We note with a certain sadness the troubles besetting Canada’s First Nation Peoples, and believe that we, with our proud history of helping our own First Nation peoples here in Australia, can help our Canadian brothers. The following is a transcript of a speech made at the recent Pacific Rim Partnership summit held in Toronto, in which the Minister for Indigenous Affairs offered assistance to the Canadian government in the thoughtful integration of native Americans into mainstream societies
‘It’s time the “ideas boom’ demonstrated more than just rhetoric and it is with some pride that the Australian Government announced today a far reaching programme to internationalise our world ranking in dealing with the vexed problems of indigenous suicide, imprisonment and life expectancy. What we have here is an opportunity to do some heavy lifting on the global stage.
The free trade deals we’ve signed are just not far reaching enough, and as the indices prove, the public just don’t get the benefits of working harder for less. We cannot expect the public to understand the contribution made by shareholders in selling off our manufacturing, agriculture and natural resources so that they may benefit from the trickle down effect. It’s a concept too remote for them to appreciate.
Yet, on the subject of remoteness, we share many similarities with other great economies. And they incidentally share with us the capacity to generate wealth from vast underpopulated tracts. Tracts which until recently have been largely undeveloped. Canada, as cited, has a problem with their first nations. The message is clearly not getting through that governments are here to help them, and to make them SAFE! With first nation imprisonment at only 25 percent of the population, and burgeoning youth suicide, they’re clearly not going far enough to demonstrate a co-ordinated approach to tackling these decisive issues.
On the recent issue on youth suicide there are, (and the extreme weather conditions may have something to do with this), just not enough NGO’s on the job to ensure that the youth understand fully that government is there to help. Clearly in Canada, they’re not utilising to the full potential of public and private mechanisms. And sadly they haven’t integrated healthcare, youth, education, and employment into a one stop shop. In our remote communities we have literally dozens, of NGO’s on the job. In any remote community it’s impossible to move without bumping into them. They’re wall to wall, chock a block. NGO’s assisting in everything from maternal care, youth outreach programs, and citizenship initiatives that ensure that all members of the first nations are duly processed and indexed according to the most up to date standardised benchmark. Prison.
Let the statistics speak for themselves. In the U.S, allegedly the world leader, there are seven hundred persons per one hundred thousand in prison. Whereas in the NT we have over nine hundred in prison, per one hundred thousand, and of those nine hundred we’re proud to say that over eighty six percent are first Australians. Once again, we are doing the heavy lifting, and by incarceration of both male and female first Australians we’re keeping them safe. Safe from themselves, and safe from their natural tendency, to suicide .

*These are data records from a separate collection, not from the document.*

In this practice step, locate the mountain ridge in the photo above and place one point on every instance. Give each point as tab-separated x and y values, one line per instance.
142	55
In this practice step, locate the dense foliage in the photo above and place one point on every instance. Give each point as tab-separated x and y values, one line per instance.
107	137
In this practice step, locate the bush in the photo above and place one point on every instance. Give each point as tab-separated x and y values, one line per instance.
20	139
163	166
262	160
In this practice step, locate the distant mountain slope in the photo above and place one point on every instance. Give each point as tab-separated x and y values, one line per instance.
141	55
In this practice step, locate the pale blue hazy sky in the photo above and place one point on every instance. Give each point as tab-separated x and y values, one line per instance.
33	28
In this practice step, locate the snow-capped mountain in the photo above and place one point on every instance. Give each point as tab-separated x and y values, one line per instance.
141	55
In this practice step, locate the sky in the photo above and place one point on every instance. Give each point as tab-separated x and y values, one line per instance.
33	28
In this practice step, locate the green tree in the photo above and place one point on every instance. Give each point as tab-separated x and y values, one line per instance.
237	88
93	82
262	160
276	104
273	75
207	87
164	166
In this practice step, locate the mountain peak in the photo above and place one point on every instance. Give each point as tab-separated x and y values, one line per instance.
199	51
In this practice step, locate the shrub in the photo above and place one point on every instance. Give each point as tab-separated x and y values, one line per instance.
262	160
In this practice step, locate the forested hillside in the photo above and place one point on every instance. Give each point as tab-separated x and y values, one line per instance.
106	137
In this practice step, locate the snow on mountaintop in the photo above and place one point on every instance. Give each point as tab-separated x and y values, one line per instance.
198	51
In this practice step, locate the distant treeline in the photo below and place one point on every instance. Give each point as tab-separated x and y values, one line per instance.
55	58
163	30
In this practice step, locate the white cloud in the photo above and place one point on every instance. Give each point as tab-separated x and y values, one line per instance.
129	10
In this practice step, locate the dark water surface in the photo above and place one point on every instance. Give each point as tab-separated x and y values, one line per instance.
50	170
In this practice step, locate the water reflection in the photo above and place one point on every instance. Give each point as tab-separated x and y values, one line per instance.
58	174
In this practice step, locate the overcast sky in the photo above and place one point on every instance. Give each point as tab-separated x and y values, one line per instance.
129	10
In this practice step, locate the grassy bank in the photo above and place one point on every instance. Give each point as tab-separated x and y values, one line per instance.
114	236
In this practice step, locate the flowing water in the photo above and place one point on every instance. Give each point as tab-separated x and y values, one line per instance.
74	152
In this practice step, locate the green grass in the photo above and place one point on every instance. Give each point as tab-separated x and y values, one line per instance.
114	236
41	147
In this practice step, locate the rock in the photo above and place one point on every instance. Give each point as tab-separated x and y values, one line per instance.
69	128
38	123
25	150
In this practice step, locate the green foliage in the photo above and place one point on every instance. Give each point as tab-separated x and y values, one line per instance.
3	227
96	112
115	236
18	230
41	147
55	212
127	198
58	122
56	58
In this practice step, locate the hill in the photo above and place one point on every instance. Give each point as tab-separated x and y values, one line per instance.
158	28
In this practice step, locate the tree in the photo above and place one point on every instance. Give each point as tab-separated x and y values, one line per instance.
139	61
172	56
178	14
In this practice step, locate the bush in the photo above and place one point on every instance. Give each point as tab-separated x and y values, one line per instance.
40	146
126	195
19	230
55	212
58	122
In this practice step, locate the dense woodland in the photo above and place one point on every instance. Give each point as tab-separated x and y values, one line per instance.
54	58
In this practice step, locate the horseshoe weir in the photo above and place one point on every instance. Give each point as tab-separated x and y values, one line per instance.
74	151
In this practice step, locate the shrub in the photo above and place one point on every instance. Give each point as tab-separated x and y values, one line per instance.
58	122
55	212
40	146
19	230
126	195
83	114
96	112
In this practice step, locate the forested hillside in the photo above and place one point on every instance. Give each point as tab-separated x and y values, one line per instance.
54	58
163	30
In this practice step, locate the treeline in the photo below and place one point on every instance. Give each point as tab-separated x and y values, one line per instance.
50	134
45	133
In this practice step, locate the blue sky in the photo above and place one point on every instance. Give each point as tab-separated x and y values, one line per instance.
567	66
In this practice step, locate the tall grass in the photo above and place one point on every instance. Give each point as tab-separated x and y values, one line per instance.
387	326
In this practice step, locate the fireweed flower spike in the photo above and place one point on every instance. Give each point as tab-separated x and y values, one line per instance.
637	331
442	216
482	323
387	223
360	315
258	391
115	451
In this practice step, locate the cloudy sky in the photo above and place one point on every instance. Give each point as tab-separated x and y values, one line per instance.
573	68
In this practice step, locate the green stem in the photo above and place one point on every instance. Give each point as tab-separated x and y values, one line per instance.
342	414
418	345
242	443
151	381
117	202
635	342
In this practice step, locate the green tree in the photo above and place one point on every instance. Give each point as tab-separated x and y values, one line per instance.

Suicide is destructive, and demonstrates a resoluteness to end suffering. In Australia we’ve progressed beyond this ‘integration adjustment phase’, to the state defined by our experts as the ‘torpor of apathy’. In most of our communities, we’ve got to the situation where no one can be bothered with suicide. Only the extremely young and feeble suicide. The rest are rendered emotionally depleted by our service provision to just exist. It keeps them safe. Safe, from themselves.
And why would they bother with suicide? After all we’ve done for them, and the consistent efforts by NGO’s to assist them in reaching goals that the other vast majority of Australians take for granted. We have rendered them carefree! They are the beneficiaries post intervention of the biggest upgrade in corrective, educative and health orientated services since federation.
We gift Canada the Intervention! Bold decisive action is good for service growth. Good for the economy and great for the shareholders. That’s why we propose exporting the intervention to our friends in Canada so that their first nations can benefit from the bounty that follows. A bounty that provides certainty for all, and the surety that with the proliferation of services that follow, they’ll be literally dying to became part of a stronger future. So they too can share in the bounty of the trickle down effect.
There remains one last residual problem. We’re working on that one. And that is, after all we’ve done for them, why can’t they be just a little bit more grateful?